LISTENING TO JAMES BALDWIN AND RAOUL PECK IN PARIS

By Claire Oberon Garcia

Haitian filmmaker Raoul Peck’s award-winning documentary I Am Not Your Negro opened in Paris this month to a sold-out and diverse audience at L’Arlequin Cinema on the city’s Left Bank.

The powerful film takes an innovative approach to presenting James Baldwin’s life and ideas, avoiding “talking heads” and using only words from his own writing along with archival film footage and clips from the Hollywood movies that Baldwin discussed as exemplifying certain enduring pathologies of American culture.

The filmmaker was in attendance, along with James Baldwin’s nephew and members of the film crew, and the silence of the packed hall was remarkable, almost as if everyone were all in a collective trance.

As Baldwin would pause, for example, in an interview with Dick Cavett to search for just the right entrance point into a response to a question, the audience collectively held its breath.

Save for a few moments of quiet, bitter laughter at points later in the film, the audience was quietly absorbed by Baldwin’s words and the powerful and often violent visual images. Samuel L. Jackson’s voice - almost unrecognizable - respectfully brought Baldwin’s characteristic very personal but formal rhetoric to life.

Images from the present constantly infiltrated Baldwin’s words and archival visuals: footage of
civil rights protestors being beaten in the streets cut to the National Guard in Ferguson treating protestors with an almost mechanical contempt; black and white photos of lynched people juxtaposed with recent family photos of black children who have been killed by police; a litany of aural apologies by various officials and statesmen, including President Donald Trump, overlaid scenes of past and present indifference to humanity.

Writer James Baldwin, in the film.
Despite the film’s emphasis on broader social forces and problems, it also conveyed a sense of Baldwin’s individuality and vision: his development from a bright, curious Harlem boy with bad teeth to a celebrated intellectual who nevertheless always felt himself to be an outsider, a self-described witness to social change rather than a participant in it, who seemed startled to receive a standing ovation by hundreds of Cambridge undergraduates after winning a debate against the aristocratic American right-wing critic William F. Buckley.

The audience gave the film a standing ovation that lasted until the end of the credits, after which Peck spent nearly an hour answering questions from the audience.

Interest in Baldwin’s work has only recently been revived.
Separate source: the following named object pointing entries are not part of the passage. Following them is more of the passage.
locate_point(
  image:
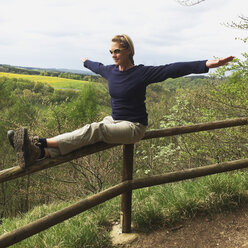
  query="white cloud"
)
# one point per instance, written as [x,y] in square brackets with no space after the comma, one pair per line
[57,33]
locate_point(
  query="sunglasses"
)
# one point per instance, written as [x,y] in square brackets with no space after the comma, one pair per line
[116,51]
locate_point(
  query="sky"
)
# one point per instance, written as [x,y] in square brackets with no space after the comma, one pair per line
[58,33]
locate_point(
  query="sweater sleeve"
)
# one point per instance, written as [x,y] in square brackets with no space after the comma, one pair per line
[153,74]
[97,68]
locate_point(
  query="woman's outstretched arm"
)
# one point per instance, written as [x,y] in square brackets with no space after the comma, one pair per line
[219,62]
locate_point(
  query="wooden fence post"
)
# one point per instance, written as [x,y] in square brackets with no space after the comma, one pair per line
[126,198]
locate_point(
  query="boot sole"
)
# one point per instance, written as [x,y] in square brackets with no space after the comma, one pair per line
[21,146]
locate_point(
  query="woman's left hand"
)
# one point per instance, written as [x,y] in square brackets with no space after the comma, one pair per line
[219,62]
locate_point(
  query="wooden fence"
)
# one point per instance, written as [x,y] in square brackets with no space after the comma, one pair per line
[125,187]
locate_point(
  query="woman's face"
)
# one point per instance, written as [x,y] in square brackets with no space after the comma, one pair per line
[120,55]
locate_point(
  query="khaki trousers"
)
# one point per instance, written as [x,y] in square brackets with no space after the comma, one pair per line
[108,130]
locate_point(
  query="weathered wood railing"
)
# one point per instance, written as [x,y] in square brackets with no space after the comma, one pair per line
[125,187]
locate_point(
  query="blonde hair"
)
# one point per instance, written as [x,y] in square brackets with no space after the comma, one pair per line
[125,42]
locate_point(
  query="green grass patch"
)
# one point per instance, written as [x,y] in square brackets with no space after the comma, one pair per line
[158,205]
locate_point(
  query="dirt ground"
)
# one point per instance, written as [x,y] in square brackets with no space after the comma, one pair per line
[225,230]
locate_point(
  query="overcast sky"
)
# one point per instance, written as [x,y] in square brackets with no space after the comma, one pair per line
[58,33]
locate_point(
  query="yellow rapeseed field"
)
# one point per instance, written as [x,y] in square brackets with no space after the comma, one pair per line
[56,82]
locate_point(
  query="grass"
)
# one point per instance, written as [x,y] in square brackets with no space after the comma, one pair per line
[160,205]
[55,82]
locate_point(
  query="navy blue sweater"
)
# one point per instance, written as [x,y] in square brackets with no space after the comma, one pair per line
[128,88]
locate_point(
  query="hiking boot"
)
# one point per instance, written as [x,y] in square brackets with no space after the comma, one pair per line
[27,148]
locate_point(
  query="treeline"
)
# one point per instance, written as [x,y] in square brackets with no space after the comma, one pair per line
[50,73]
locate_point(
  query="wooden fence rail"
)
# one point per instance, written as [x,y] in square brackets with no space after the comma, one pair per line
[16,171]
[125,187]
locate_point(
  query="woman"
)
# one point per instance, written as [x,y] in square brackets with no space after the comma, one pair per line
[127,87]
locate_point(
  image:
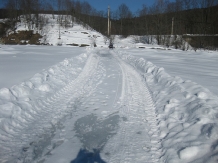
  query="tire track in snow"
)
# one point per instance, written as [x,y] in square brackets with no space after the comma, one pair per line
[47,113]
[137,140]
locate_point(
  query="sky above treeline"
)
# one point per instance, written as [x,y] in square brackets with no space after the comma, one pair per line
[133,5]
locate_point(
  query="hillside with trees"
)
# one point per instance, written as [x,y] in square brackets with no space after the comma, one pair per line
[188,18]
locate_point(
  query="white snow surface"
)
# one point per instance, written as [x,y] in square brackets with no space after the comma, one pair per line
[60,104]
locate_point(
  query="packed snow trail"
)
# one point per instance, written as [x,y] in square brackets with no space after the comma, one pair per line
[109,107]
[137,138]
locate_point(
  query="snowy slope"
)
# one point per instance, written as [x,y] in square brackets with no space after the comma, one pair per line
[101,105]
[72,34]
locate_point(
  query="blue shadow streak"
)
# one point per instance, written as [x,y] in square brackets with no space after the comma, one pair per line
[85,156]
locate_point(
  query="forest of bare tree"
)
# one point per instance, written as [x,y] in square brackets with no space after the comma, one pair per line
[163,18]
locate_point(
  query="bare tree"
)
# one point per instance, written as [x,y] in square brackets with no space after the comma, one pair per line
[123,13]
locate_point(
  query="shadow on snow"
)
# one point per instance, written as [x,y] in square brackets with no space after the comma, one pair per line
[85,156]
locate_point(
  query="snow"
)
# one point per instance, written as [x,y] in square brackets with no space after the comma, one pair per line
[130,104]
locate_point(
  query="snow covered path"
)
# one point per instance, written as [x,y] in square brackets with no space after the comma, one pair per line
[106,106]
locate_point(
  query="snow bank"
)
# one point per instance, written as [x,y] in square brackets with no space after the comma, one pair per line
[186,114]
[21,105]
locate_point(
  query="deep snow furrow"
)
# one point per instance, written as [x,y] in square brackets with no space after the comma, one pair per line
[47,112]
[137,140]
Peck described the impact that reading Baldwin at age 17 or 18 had on him, and declared that the motivation for making this film was to help make sure that Baldwin’s ideas were not lost to future generations.

When asked by a young woman in the audience whether or not the film had any message for France, Peck declared that Baldwin’s critique isn’t just of the United States, but addresses any society that does not respect various aspects of human difference, including immigration status, gender, and sexual orientation.

Raoul Peck
The film made clear that Baldwin’s incisive analysis of the pathology of U.S. racism is still relevant today, and that today’s increasingly polarized West is badly in need of his brand of intelligent, righteous humanism.

Claire Oberon Garcia is an author and a professor of literature, race and migration studies at Colorado College in the United States. She is co-editor of the book From Uncle Tom's Cabin to The Help.